Role of Anti-oxidants in the Treatment of Vitiligo
Keywords:Anti-oxidants, Vitiligo, Oxidative stress
Introduction: The role of free radicals and oxidative damage in the pathophysiology of vitiligo has been documented in recent studies. Antioxidant supplementation has been reported to be useful in the treatment of vitiligo.
Objective: To evaluate the role of oral antioxidants supplementation therapy in the treatment of vitiligo by assessing the onset of repigmentation and oxidative stress.

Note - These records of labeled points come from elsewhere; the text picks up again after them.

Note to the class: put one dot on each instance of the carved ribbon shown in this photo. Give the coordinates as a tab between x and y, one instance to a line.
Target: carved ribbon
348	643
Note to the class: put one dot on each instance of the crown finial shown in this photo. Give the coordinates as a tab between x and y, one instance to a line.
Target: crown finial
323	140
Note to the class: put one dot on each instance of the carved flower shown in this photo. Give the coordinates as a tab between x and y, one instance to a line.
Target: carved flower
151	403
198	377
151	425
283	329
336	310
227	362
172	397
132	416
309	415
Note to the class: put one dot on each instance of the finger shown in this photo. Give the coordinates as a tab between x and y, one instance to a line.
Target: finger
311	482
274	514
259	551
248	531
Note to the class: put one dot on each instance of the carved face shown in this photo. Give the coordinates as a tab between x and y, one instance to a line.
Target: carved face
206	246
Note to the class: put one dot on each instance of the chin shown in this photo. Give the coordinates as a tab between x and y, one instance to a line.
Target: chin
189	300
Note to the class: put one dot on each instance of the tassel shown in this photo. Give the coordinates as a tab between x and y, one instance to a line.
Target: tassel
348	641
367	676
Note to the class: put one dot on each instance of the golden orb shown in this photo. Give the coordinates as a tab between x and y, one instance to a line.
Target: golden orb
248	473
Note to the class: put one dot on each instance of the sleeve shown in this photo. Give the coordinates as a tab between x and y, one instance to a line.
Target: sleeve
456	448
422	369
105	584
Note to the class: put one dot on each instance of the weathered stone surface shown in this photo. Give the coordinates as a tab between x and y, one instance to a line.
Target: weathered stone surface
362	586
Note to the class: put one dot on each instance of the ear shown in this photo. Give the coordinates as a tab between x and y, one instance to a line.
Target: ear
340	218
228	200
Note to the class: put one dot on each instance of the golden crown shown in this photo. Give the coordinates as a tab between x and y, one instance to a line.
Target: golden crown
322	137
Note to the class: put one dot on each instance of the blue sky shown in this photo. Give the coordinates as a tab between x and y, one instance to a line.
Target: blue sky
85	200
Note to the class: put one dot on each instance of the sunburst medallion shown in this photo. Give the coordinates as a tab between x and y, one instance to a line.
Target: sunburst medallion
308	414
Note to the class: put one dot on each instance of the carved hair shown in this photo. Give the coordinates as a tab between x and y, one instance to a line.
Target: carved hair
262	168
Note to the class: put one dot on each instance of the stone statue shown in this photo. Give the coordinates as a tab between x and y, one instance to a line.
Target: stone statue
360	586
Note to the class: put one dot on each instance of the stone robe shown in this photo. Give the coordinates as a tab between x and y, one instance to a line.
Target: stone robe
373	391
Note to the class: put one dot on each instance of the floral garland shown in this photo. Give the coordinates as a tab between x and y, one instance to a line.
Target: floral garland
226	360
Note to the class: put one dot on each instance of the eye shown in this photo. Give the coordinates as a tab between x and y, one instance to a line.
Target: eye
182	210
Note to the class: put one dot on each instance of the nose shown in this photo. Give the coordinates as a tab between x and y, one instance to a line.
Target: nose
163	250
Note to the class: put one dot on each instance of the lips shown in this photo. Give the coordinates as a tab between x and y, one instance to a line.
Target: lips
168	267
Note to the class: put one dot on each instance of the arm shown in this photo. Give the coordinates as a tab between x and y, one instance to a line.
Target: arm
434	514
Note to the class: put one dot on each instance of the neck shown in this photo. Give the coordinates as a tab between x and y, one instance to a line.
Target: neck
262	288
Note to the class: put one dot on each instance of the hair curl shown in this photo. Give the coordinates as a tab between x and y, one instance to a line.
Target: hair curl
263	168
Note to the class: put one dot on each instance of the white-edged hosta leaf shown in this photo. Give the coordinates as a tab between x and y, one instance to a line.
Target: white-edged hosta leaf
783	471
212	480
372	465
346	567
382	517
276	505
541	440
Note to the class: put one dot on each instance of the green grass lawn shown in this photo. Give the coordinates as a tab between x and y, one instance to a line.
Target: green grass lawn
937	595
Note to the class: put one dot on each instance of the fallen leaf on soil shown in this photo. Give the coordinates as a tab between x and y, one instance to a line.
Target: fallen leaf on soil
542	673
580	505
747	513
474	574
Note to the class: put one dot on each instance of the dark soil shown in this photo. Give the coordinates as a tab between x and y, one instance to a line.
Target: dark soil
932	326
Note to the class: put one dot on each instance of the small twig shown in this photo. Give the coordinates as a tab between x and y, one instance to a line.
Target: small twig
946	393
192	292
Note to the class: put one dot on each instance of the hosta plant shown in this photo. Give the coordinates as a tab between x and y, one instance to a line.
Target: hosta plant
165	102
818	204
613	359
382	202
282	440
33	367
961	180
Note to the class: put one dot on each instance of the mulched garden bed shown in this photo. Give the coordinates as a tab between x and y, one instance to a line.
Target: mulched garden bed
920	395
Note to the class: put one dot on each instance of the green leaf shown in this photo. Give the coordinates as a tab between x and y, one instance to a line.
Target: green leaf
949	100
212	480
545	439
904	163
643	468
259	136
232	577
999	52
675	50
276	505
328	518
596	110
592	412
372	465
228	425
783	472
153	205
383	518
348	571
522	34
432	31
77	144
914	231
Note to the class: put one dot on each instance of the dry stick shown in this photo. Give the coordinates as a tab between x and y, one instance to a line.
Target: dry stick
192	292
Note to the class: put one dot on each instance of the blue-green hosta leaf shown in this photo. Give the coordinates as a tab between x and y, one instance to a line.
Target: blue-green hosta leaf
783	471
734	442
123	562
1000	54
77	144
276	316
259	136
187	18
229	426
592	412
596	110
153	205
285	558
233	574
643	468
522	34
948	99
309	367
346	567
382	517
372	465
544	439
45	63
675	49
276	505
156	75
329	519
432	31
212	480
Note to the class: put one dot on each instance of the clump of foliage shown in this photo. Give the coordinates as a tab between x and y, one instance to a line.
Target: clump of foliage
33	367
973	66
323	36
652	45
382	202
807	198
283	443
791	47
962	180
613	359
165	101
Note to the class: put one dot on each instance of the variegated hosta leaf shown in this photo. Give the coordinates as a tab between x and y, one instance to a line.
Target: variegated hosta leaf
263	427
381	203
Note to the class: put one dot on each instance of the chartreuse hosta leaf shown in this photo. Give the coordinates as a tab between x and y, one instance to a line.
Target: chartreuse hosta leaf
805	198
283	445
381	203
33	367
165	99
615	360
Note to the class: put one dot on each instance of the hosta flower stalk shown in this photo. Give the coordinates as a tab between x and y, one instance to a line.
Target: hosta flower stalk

Materials and Methods: A total of 80 cases of vitiligo randomized into two groups: antioxidant and placebo comprising 40 patients each and were followed up for 8 weeks for the assessment of onset of repigmentation of vitiliginous lesions as primary outcome. The activities of Malondialdehyde (MDA), Vitamin C, and Vitamin E in serum and of Catalase (CAT) in erythrocytes of patients at baseline and at end of eight weeks were also assessed by using the spectrophotometric assay.
Results: The onset of repigmentation was noted significantly earlier among the anti-oxidant group as compared to the placebo group (p=0.015). At the baseline, between the two groups, no significant difference was found in the different biochemical parameters. However, at the end of 2 months the level of MDA (p<0.001) was found to be significantly lower and that of Vitamin E (p<0.001) and CAT (p=0.005) was significantly higher among the anti-oxidants group as compared to the placebo group.
Conclusion: Antioxidant supplementation carried a better response in terms of early onset of repigmentation and significant decrease in the oxidative stress, in the short follow up of two months.